The extraordinary sequence in W. G. Sebald’s The Rings of Saturn recounting the narrator’s journey to the island of Orford Ness off the coast of Suffolk may not technically form the book’s climax (that would be the devastating hurricane that follows), but it remains among the most memorable passages in the author’s oeuvre.
I consider Sebald to be the greatest author of our time, and he has long been my favorite writer, whose melancholy sense of the world is perfectly expressive of my own. I intend eventually to set a variety of excerpts from his books, and Orfordness was my first attempt to do justice to my experience of his work.

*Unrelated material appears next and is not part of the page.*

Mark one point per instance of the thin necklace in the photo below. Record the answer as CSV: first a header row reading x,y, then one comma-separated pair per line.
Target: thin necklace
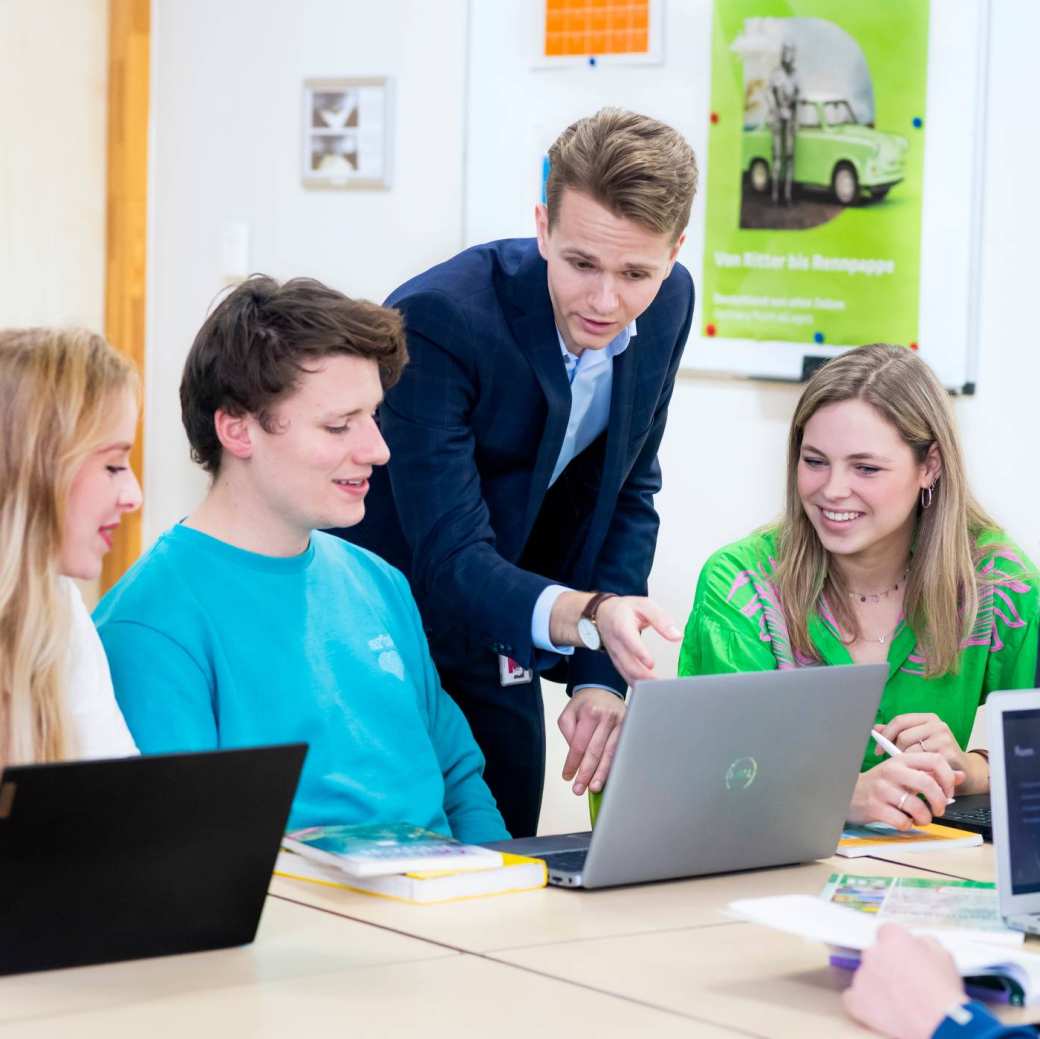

The Rings of Saturn being nominally about walking, and therefore digressive in its form, I felt my Cellular Song Cycle approach would well suit the subject, only this time following a narrative rather than strictly structural arc. I chose two violins to accompany the voice, creating a braid of silver threads closely following and mirroring the vocal monologue, as well as to provide for a variety of interpretive possibilities commenting on the narrative.
For the first (but not last) time I utilized quarter-tones, intending to suggest the liminal quality of Orford Ness, an abandoned center for military research which resembles to the narrator an isle of the dead with its strange and mysterious “temples or pagodas.” Surrounded by metrically uneven barcarolles uneasily suggesting the rolling North Sea, the music moves through a wide range of moods as it follows the narrator around the desolate installation, ending with a coruscation of harmonies as he sees “amidst the darkening colours, the sails of the long-vanished windmills turning heavily in the wind.”